With two other hurricanes threatening the East Coast, the decision to pay for hotels could make it easier to evacuate residents during the next disaster. But doing so also would burden the agency with huge expenses.
The news that hotel costs might be reimbursed came too late for those who have been sleeping at public shelters, such as those in a convention center in Birmingham, Ala. Some of those evacuees said they would have preferred a hotel if they had known FEMA money would be available.
“You can just get cat naps here,” said Aaron Clark, 63, as he sat under a shade tree outside the center. “We didn’t get breakfast this morning because they said something was broke down. It’s just surviving, that’s all it is.”
FEMA officials in Louisiana urged residents affected by the storm to register with the agency and to save receipts that document their spending during the evacuation.
“We’d need receipts, and we’d need to know whether the area they were evacuated from is one of the mandatory-evacuation areas,” said Ed Conley, a FEMA spokesman.
Conley was asked, as an example, whether a family could be reimbursed for hotel expenses after leaving New Orleans on Sunday, checking into a Tennessee hotel, then returning after two, three or four nights.
“That’s exactly the family we want to get in touch with us,” Conley said.
Details unclear
The minimum number of days that would be covered had not been determined, and it was unclear whether food and fuel costs incurred while on the road would be covered.
A Georgia Emergency Management Agency spokesman said Thursday that the agency had received a handful of calls in recent days from evacuees asking for gas money to return home.
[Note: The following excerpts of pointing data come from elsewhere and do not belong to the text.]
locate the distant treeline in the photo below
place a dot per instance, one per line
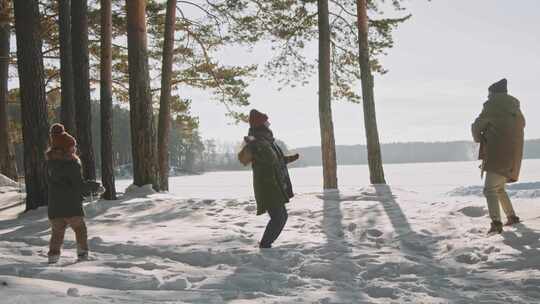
(413, 152)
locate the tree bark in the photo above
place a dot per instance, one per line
(67, 107)
(105, 85)
(8, 164)
(35, 126)
(328, 144)
(376, 172)
(83, 113)
(144, 148)
(165, 97)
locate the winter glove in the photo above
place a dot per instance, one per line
(291, 158)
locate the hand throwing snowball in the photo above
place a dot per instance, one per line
(271, 181)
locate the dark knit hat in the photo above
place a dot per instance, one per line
(257, 119)
(499, 87)
(60, 139)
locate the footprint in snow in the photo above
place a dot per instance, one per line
(473, 211)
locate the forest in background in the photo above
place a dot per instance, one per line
(190, 153)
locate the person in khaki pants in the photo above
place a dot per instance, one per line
(500, 130)
(65, 186)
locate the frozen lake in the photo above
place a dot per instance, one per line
(438, 177)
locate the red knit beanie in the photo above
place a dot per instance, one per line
(257, 119)
(60, 139)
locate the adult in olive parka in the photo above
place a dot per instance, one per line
(66, 189)
(271, 181)
(499, 130)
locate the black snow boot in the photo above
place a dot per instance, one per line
(496, 227)
(512, 220)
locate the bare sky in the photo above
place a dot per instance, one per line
(444, 59)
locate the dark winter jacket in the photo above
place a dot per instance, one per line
(499, 130)
(66, 188)
(271, 181)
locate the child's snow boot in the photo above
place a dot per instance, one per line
(53, 259)
(82, 255)
(496, 227)
(512, 220)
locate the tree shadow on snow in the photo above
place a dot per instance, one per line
(527, 242)
(341, 269)
(411, 242)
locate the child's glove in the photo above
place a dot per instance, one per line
(291, 158)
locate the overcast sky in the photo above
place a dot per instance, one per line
(444, 59)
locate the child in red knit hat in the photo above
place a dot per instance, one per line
(66, 187)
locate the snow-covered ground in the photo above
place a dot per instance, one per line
(420, 240)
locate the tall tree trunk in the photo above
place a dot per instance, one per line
(35, 126)
(376, 172)
(328, 144)
(165, 97)
(67, 108)
(83, 113)
(105, 85)
(144, 148)
(8, 164)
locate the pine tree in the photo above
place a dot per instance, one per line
(144, 150)
(35, 125)
(165, 97)
(376, 172)
(328, 145)
(79, 35)
(8, 165)
(67, 109)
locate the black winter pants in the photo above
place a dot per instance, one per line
(278, 218)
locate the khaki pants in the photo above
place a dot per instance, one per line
(58, 227)
(495, 192)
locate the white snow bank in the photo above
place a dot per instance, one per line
(377, 244)
(519, 190)
(6, 182)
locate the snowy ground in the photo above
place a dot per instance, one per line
(421, 240)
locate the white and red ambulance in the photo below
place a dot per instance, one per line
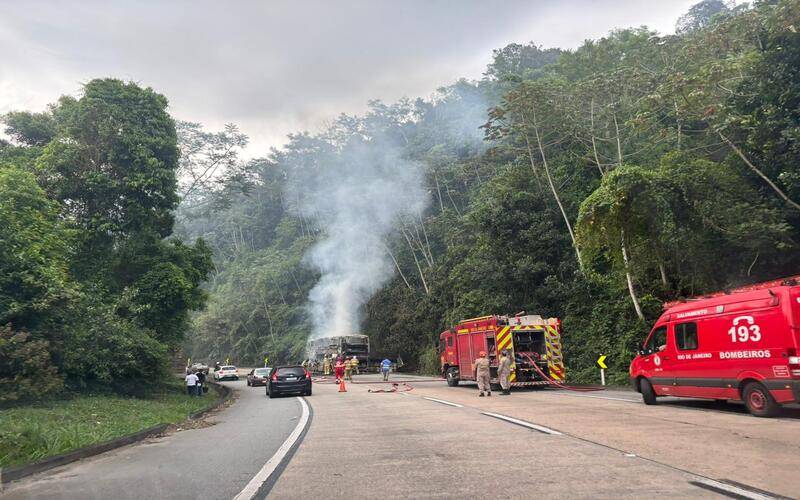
(742, 344)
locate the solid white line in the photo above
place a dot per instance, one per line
(266, 471)
(523, 423)
(735, 490)
(444, 402)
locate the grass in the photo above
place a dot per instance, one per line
(31, 433)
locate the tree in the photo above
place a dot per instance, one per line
(34, 251)
(701, 15)
(113, 165)
(31, 129)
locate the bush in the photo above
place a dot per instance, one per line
(26, 370)
(103, 350)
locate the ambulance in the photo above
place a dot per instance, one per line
(741, 344)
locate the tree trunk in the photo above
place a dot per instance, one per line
(758, 172)
(400, 271)
(554, 191)
(629, 277)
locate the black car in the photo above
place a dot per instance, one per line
(259, 376)
(289, 379)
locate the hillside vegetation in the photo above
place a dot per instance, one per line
(591, 185)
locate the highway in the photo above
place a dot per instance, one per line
(216, 459)
(436, 441)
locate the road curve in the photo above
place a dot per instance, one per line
(214, 462)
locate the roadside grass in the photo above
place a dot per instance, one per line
(33, 432)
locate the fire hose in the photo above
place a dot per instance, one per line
(395, 388)
(553, 382)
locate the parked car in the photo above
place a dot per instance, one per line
(200, 367)
(739, 344)
(289, 379)
(259, 376)
(226, 372)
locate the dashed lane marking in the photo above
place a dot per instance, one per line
(522, 423)
(268, 469)
(442, 401)
(733, 491)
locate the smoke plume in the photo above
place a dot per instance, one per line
(356, 198)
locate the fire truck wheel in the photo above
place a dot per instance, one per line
(759, 401)
(648, 394)
(452, 377)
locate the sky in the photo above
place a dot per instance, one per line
(276, 67)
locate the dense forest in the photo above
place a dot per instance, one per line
(94, 295)
(590, 184)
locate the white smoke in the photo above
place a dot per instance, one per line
(356, 199)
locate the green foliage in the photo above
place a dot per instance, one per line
(86, 202)
(33, 251)
(32, 433)
(682, 149)
(26, 369)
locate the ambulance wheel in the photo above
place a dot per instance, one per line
(759, 401)
(648, 394)
(452, 377)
The state is referring those people to FEMA and the Red Cross.
Some evacuees also wondered whether FEMA would cover their lost wages and other expenses after they return to New Orleans.
In the Birmingham shelter, Carlos Pavilus of New Orleans said he would give anything to be in a hotel.
“I’m so tired of smelling tennis shoes and diapers. We have no laundry. We have nothing,” Pavilus said.
The path of Hurricane Gustav offered New Orleans a reprieve, but 80 miles away — where utilities say the devastation was the worst they have ever seen — the storm offered nothing but punishment.
The region’s top power company, Entergy Corp., said the Baton Rouge area has never suffered damage as severe as that caused by Gustav. The last storm that caused damage close to Gustav was in 1992, when Hurricane Andrew hit south Florida, crossed the Gulf of Mexico and then slammed Louisiana.
Dixie Electric Membership Corp., a co-op based in Baton Rouge, at one time reported that all 95,000 members were without power.
Entergy and Dixie Electric have said it may be weeks before all power is restored.
The Department of Energy said Thursday morning that 1 million customers were without power, including 925,963 in Louisiana.